Cotton production introduced a gang system of labor, where enslaved people worked in groups with less autonomy than traditional task systems. These groups were assigned specific tasks, with white overseers monitoring the progress of the gangs. Enslavers often enforced work pace through public whippings, which introduced an element of cruelty to the gang labor system.

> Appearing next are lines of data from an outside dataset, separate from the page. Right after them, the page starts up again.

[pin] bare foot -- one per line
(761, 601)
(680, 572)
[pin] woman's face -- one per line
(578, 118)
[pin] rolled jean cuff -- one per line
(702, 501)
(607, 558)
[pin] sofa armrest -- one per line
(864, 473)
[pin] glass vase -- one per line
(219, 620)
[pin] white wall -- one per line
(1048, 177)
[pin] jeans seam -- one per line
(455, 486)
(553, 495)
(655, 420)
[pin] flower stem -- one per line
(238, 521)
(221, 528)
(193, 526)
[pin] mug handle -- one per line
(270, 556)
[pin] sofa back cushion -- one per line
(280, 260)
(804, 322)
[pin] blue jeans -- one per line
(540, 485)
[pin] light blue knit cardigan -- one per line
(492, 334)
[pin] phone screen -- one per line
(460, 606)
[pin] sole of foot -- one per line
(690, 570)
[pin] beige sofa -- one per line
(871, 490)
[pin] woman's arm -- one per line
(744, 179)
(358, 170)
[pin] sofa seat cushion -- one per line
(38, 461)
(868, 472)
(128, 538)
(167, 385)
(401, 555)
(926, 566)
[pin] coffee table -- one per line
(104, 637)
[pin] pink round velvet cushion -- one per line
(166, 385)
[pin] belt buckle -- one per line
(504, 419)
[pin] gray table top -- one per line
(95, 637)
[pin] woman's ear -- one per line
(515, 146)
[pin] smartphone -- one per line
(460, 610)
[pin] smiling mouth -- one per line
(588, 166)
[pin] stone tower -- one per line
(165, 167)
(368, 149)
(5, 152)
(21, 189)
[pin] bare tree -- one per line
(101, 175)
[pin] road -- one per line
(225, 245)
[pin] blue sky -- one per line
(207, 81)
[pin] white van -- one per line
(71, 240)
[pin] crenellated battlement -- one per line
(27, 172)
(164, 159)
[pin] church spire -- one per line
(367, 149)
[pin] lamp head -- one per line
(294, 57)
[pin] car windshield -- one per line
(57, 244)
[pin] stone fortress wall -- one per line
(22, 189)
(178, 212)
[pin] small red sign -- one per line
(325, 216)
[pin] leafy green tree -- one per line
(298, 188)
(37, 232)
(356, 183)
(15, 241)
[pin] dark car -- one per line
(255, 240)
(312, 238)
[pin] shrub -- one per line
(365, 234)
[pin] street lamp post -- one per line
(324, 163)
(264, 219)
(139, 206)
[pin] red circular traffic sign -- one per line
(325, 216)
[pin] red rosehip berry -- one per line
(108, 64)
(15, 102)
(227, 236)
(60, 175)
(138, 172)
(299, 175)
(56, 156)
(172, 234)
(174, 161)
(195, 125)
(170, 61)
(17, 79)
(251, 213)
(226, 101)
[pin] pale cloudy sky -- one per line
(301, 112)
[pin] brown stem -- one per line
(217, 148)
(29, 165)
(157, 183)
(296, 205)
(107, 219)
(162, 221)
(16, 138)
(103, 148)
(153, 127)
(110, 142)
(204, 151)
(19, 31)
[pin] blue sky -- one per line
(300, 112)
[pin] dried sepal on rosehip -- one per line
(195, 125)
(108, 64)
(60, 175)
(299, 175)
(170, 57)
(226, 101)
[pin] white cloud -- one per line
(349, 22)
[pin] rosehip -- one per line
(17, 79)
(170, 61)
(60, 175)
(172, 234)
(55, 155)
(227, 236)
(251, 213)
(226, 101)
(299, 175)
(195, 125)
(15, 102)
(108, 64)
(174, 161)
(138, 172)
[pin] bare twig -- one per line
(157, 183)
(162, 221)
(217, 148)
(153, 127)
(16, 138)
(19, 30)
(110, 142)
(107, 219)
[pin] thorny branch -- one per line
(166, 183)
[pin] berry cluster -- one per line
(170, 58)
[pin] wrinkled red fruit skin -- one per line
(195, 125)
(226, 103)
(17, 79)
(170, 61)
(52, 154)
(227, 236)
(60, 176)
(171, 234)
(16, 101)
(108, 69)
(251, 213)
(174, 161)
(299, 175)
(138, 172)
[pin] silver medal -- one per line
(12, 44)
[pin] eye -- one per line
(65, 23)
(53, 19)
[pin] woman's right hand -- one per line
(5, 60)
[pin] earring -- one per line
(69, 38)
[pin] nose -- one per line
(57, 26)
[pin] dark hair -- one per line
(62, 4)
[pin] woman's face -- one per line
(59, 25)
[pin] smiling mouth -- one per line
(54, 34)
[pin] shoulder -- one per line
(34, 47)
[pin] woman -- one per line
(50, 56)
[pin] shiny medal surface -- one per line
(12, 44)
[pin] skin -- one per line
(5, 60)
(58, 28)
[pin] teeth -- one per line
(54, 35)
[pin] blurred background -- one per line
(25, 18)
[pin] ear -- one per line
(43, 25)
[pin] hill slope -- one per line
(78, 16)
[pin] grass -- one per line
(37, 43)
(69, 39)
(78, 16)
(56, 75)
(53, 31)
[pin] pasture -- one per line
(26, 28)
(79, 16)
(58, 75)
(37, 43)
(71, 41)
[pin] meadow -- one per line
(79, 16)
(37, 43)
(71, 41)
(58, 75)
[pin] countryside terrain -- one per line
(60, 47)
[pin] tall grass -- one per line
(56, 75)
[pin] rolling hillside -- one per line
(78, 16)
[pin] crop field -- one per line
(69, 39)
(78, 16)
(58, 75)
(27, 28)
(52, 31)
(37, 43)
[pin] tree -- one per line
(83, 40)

Cotton production also involved year-round labor for seed removal from lint, which led to resistance and gin fires during harvesting and ginning seasons. However, from the 1830s, the cotton gin became normalized as plantation equipment, and resistance lessened.

== Native Americans ==
The French, who settled in Mississippi in 1699, fought with the Natchez people (Native American people who lived in the Natchez Bluffs) over control of the land near modern-day Natchez for their agriculture interests. In the Natchez War of 1729–33, the French enslaved many Natchez, most of whom the Choctaw captured, another group of indigenous people, and sold them to the West Indies. French colonists continued to buy enslaved Native American peoples from the Southwest and Missouri Country even after the slave wars in the southeastern United States came to an end.

== Abolishment ==
Even after President Abraham Lincoln issued the Emancipation Proclamation on January 1, 1863, Mississippians continued to engage in slavery. The proclamation said that all enslaved people in the rebel states "shall then, thenceforward, and forever free". Enforcement of the Proclamation in Mississippi only became possible after the United States government regained control of the state. As a result, the proclamation did not immediately result in an end of slavery in Mississippi, and many people remained enslaved until the Thirteenth Amendment.

Slavery was effectively abolished in Mississippi by the Thirteenth Amendment. However, the Thirteenth Amendment was not ratified until 2013. Mississippi was the only state in the Lower Mississippi Valley that did not abolish slavery during the American Civil War. The state did not officially notify the U.S. archivist of its ratification of the Thirteenth Amendment until 2013.